Questioning Why We Stigmatize Servicemen/Women With PTSD

Apologies for the graphic images, but please go w me on this.


We just passed Memorial Day, where we honored those we’ve lost serving our country. We’ve also lost far too many to MH complications once they’ve come back from service. That’s not news. Estimates are close to 22 vets we lose to suicide EVERY day.  Likely more when you consider homelessness & all the complications that come w that predicament.


Bc my diagnosis was PTSD, I have a soft place in my 💚 for servicemen/women & how they’re treated by society.  Although We’re All A Little “Crazy” focuses on MH from all angles, as does The #SameHere Movement, I’m personally committed to helping change the narrative w respect to how we as a society unfairly talk abt vets returning w PTSD: as “misfits,” “damaged,” and even “incapable of assimilating back.” These are all terms I’ve heard others use in casual convo, not knowing how my condition & symptoms closely mirrored those they were discussing.


The pic on the right is of my ankle from abt a month & 1/2 ago after I twisted it playing basketball on a freak play (Chamique Holdsclaw was there to see & make fun of me). Turns out (only took me a month to go to a doc ;)), I tore ligaments right off the bone.


Now, seriously ask urself this question: if you saw me limping on an ankle like that after a one-time, “major” twist like what I just described…would you think any differently of my injury if instead I’d “tweaked” my ankle five-six minor times over a few yrs, & ended up having one semi-bad twist, that landed me w the same tear that happened in the pic above? That question is rhetorical. Whether one major event, or a collection of smaller ones, if my ankle looked like that, & you saw me limping, you’d offer the same support.

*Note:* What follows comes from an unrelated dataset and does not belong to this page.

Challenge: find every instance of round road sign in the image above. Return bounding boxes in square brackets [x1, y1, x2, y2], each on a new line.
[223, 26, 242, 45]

Why then do we treat our military who come back from service, so differently just bc they’ve seen one-two MAJOR catastrophes in front of them that “shocked” their system than we do everyday folks who experience smaller cumulative traumas that ultimately put them in the same spot functionally as those servicemen/women? It’s not right & it’s time we change perspective. Trauma hits us all – same continuum, just diff places on it. We are the same!